ANP atua para coibir abusos nos preços dos combustíveis
19/03/2026, 05:04:28
A fiscalização da ANP
A Agência Nacional de Petróleo (ANP) iniciou uma operação abrangente para fiscalizar postos de combustíveis em dez estados brasileiros. Nesta ação, 42 estabelecimentos foram inspecionados e, somente nesta terça-feira (17), 13 foram autuados por infrações diversas. A ANP está atenta a práticas de preços abusivos, com multas que podem variar de R$ 50 mil a impressionantes R$ 500 milhões.
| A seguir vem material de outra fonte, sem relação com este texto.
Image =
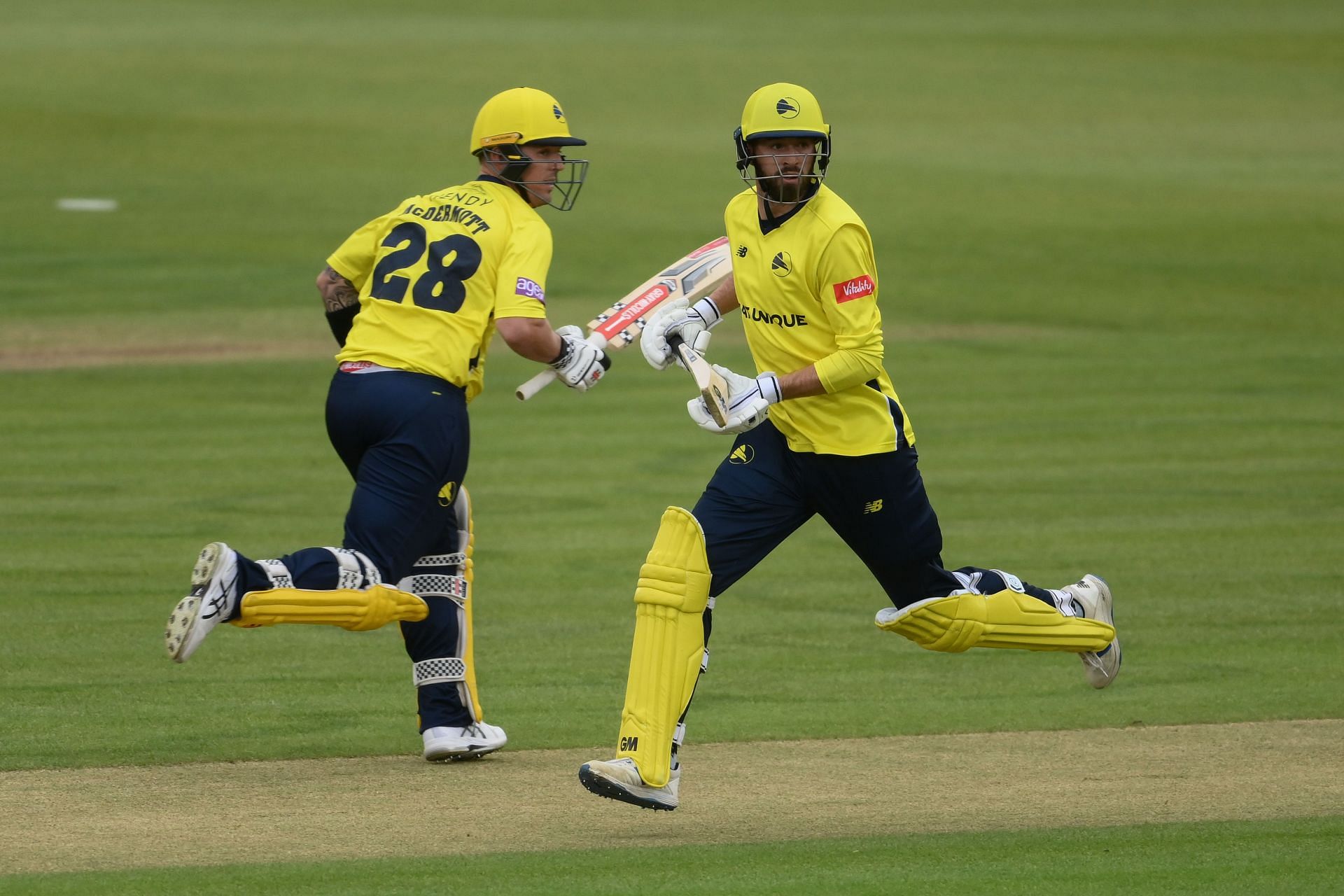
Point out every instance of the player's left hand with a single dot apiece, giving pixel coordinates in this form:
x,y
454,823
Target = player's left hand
x,y
749,402
580,363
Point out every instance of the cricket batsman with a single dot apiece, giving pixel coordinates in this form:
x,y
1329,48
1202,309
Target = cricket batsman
x,y
414,298
818,430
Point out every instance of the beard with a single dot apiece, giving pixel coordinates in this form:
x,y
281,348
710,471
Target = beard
x,y
788,194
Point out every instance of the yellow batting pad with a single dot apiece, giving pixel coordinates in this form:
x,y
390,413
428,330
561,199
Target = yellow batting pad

O objetivo dessa mobilização não é apenas verificar a alta dos preços sem justificativa, mas também monitorar as unidades do setor que atuam com margens de lucro que vão além do permitido pela lei. Isso fere tanto a ordem econômica quanto o Código de Defesa do Consumidor (CDC). A diretora da ANP, Symone Araújo, ressaltou que as equipes estão também atentas a irregularidades administrativas. "As ações as equipes também verificarão aspectos de qualidade e metrologia - volume de combustíveis cobrados e ofertados ao consumidor", afirmou.
As fiscalizações incluem a análise detalhada das notas fiscais de compra e venda dos combustíveis, o que servirá de base para calcular a margem real de comercialização. Essa ofensiva surge como resposta ao aumento excessivo dos preços nas bombas, observado na última semana, e à Medida Provisória (MP) que está em vigor desde 12 de março, a qual zera impostos em decorrência da alta internacional do petróleo, principalmente devido à crise no Oriente Médio.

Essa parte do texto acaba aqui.